Así comenzó el día, pero ningún ser viviente puede decir cómo terminará. Porque pronto empezamos a pasar junto a carros repletos de refugiados. Una vieja conducía uno, llorando y sollozando mientras blandía un látigo. Fue la única mujer que vi llorar en todo el día. Ocho niños seguían en otro carro y un niño pequeño empujaba la rueda en una pendiente difícil. Ropa de cama, máquinas de coser, mantas, utensilios de cocina, colchones envueltos en esteras y sacos de forraje para los caballos y mulos estaban amontonados en los carros, y cabras y ovejas atadas a las compuertas de cola. No había pánico. Se limitaban a avanzar esforzadamente.

Sobre un mulo cargado con ropa de cama iba montada una mujer que sostenía a un bebé de cara enrojecida que no podía tener más de dos días. La cabeza de la madre se movía hacia arriba y hacia abajo al ritmo del movimiento del animal que conducía y el cabello negro y húmedo del bebé estaba manchado de polvo gris. Un hombre tiraba del mulo, mirando hacia atrás por encima del hombro y hacia delante, a la carretera.

—¿Cuándo ha nacido el niño? —le pregunté cuando nuestro coche los alcanzó.

—Ayer —contestó con orgullo mientras lo pasábamos de largo. Pero toda esta gente dondequiera que mirase al caminar o cabalgar, no dejaba de vigilar el cielo.

Entonces empezamos a ver soldados caminando dispersos. Algunos llevaban sus rifles por las bocas, otros no iban armados. Hasta aquel momento habíamos pensado que estos refugiados podían ser de Aragón, pero cuando vimos a los soldados volver por la carretera y ninguno ir hacia adelante, supimos que era una retirada.

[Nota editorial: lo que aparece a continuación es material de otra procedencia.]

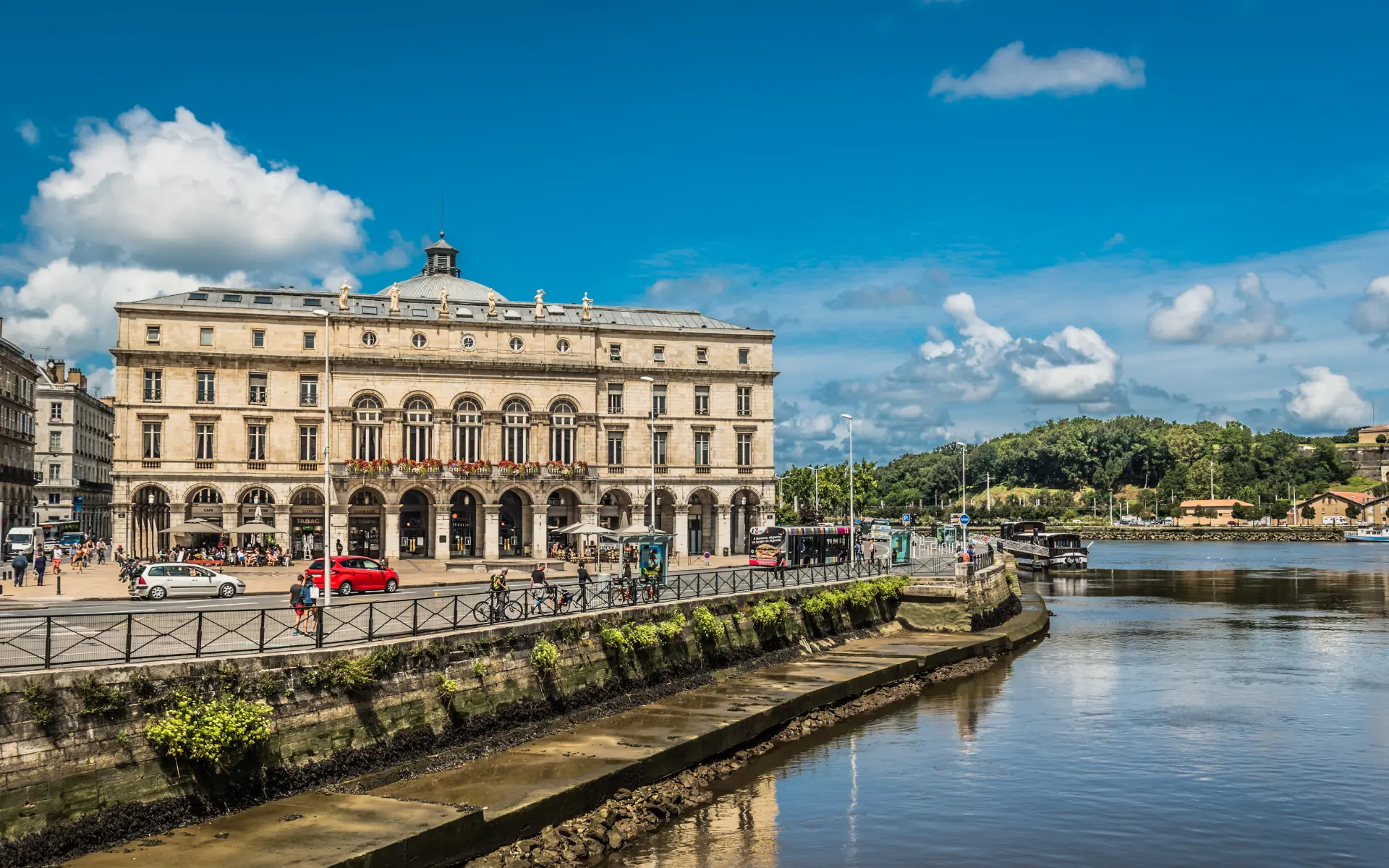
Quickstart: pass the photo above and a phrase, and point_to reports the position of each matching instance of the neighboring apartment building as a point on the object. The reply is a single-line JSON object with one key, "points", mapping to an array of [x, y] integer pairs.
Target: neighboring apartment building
{"points": [[18, 375], [1334, 504], [72, 453], [220, 406], [1200, 513]]}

Al principio eran pocos, pero después fue una hilera constante, con unidades enteras intactas. Luego pasaron tropas en camiones, tropas a pie, camiones con ametrallado con tanques, con cañones antitanques y antiaéreos, y siempre la hilera ininterrumpida de gente que iba a pie. A medida que seguíamos, la carretera se bloqueó y esta emigración aumentó hasta que por fin la población civil y las tropas llenaron la carretera y se desbordaron por los antiguos caminos para transportar el ganado. No había ningún pánico, solo el movimiento constante, y muchas personas parecían alegres. Pero quizá se debiera al día. El día era tan espléndido que parecía ridículo que alguien pudiera morir.

Entonces empezamos a ver gente conocida, oficiales a quienes habíamos visto antes, soldados de Nueva York y Chicago que contaron que el enemigo había penetrado y tomado Gandesa, que los americanos luchaban y retenían el puente del Ebro en Mora y que cubrían esta retirada y defendían la cabeza de puente del otro lado del río y aún conservaban la ciudad. De repente, el desfile de tropas disminuyó y luego hubo otra gran afluencia y la carretera se bloqueó de modo que un coche no podía seguir adelante. Podía verse el bombardeo de Mora junto al río y oírse el estruendo del tiroteo. Entonces cortó la carretera un rebaño de ovejas y los pastores intentaron apartarlas del camino de los camiones y tanques. Y aún no llegaban los aviones.

En alguna parte se seguía defendiendo el puente, pero era imposible avanzar con un coche contra aquella marea envuelta en un polvo agitado, así que dimos media vuelta en dirección a Tarragona y Barcelona y volvimos a pasar de largo a la misma gente.

La mujer del niño recién nacido lo había arropado con un chal y ahora lo sostenía muy apretado contra su pecho. No se podía ver la cabecita polvorienta porque la apretaba bajo el chal mientras oscilaba al ritmo de los pasos del mulo. Su marido conducía al animal, pero ahora miraba la carretera y no contestó cuando le saludamos con la mano. La gente seguía mirando el cielo mientras huía. Pero ahora estaban muy cansados. Los aviones aún no habían venido, pero aún había tiempo para ello y llegaban con retraso.